June 21, 2017, by lzzeb
HopefulNESS Conference, University of Tampere, Finland June 2017
A blog by Dr Carol Morris
With some financial support from the School of Geography’s Research Committee I attended and contributed to the 13th Nordic Environmental Social Science (NESS) conference at the University of Tampere, Finland between 6-8th June 2017. The conference theme was ‘HopefulNESS’. This was my first time at a NESS event but my second visit to Tampere, having examined a PhD at the university in 2011. It was a mid-sized conference, with the majority of delegates from the Nordic countries. In typically Nordic style, a democratic approach was evident in the choice of plenary speakers, from more newly established scholars (Jo Mylan, University of Manchester, ‘Consumption in transition’; Morgan Meyer, Agro Paris Tech, ‘Domesticating sustainability’) to very well established scholars (James Meadowcroft, Carlton University, ‘The limits of the environmental state’; Esther Turnhout, University of Wageningen, ‘Globalizing biodiversity: representation, order and the politics of knowledge’; Yrjo Haila, University of Tampere, ‘We should and could learn to let biodiversity take care of itself’).

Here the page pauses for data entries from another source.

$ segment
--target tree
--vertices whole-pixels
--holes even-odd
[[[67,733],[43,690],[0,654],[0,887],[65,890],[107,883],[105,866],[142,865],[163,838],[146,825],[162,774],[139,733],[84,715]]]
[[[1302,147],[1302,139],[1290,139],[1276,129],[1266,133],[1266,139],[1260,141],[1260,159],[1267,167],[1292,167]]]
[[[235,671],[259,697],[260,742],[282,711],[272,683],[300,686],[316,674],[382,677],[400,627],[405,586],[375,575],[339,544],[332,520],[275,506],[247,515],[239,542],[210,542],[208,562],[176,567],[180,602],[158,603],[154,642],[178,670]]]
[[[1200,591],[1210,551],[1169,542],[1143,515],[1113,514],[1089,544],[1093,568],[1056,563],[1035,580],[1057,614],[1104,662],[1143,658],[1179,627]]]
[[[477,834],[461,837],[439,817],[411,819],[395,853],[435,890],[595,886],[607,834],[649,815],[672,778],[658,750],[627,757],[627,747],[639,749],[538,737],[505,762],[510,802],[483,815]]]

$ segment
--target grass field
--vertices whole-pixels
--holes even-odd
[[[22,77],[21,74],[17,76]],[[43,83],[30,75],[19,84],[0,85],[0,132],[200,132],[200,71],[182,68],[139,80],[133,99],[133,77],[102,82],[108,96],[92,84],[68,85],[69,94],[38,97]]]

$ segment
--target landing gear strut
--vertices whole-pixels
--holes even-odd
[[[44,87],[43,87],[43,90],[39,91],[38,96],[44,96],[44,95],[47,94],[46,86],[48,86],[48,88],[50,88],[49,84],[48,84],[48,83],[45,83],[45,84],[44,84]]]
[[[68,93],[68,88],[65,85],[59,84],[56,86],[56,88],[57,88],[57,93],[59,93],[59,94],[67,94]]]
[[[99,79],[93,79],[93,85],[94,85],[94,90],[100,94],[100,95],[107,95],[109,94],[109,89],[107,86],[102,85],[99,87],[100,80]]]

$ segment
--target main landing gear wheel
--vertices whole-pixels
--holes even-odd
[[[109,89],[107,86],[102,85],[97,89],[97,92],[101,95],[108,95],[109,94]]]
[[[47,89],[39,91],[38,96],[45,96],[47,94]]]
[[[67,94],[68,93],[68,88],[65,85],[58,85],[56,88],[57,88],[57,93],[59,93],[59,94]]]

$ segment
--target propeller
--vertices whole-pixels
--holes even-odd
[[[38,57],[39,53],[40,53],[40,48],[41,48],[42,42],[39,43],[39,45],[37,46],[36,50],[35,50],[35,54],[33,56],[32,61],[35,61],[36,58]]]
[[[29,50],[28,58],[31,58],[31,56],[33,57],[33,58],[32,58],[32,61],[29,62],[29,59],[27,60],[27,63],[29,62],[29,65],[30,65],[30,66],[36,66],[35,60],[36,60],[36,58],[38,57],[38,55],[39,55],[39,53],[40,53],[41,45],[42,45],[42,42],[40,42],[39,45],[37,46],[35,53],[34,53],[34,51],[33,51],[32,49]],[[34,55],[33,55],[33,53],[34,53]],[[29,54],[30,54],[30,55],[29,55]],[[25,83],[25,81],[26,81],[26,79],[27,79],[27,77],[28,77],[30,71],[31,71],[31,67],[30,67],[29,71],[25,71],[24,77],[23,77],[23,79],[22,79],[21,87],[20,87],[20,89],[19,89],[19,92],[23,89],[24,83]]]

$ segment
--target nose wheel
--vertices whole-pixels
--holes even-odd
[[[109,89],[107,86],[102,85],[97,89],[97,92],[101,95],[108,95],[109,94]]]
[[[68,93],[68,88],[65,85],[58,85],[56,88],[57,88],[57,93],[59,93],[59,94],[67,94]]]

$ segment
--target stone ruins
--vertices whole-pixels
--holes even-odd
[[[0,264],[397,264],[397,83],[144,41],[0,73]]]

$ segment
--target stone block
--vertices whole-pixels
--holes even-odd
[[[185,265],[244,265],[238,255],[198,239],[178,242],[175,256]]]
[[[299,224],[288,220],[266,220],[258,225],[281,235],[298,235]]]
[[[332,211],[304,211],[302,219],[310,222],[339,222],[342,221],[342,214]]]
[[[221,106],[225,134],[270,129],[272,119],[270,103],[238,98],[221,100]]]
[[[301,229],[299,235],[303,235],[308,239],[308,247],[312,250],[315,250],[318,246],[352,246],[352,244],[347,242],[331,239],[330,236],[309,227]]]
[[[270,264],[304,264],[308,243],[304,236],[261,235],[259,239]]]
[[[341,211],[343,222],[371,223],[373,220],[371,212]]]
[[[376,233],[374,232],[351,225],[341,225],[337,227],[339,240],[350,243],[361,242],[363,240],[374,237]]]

Beyond these keynote sessions I spent the rest of the conference in working group 3.2, the theme of which was ‘Towards sustainable food systems’. This was one of only two working groups with a food-environment theme. Many of the papers in the working group were concerned, in various different ways, to explore the politics and practices of plant based eating, an interest that may be associated with the more progressive approach to introducing sustainability considerations into national nutrition guidelines in some of the Nordic countries. Amongst this set of presentations was my own paper entitled ‘The milk of human kindness? Non-dairy milks and sustainable food transitions’. In this work, which focuses on the burgeoning sector of plant or non-dairy ‘milks’ (made from soya, oats, almond, rice, hemp etc.), I am trying to extend the emerging field of social science research that addresses the ‘de-animalisation’ of the food system, in which there is a tendency to focus on meat and the process of ‘de-meatification’ rather than on dairy products and their reduction. Although I have spent a fairly long period of time researching the relationship between animal sourced foods and food system sustainability it is only very recently that this area of work seems to be occupying a slightly less peripheral place within environmental social science. As such it was encouraging and stimulating to participate in NESS in which a wider community of scholars were addressing this urgent set of challenges in the food system.
My time in Tampere was wrapped up with a visit to the world’s only Lenin museum. It was a pity that the conference took place just before the opening in Tampere in mid June 2017 of the national Moomin museum. A good reason to return!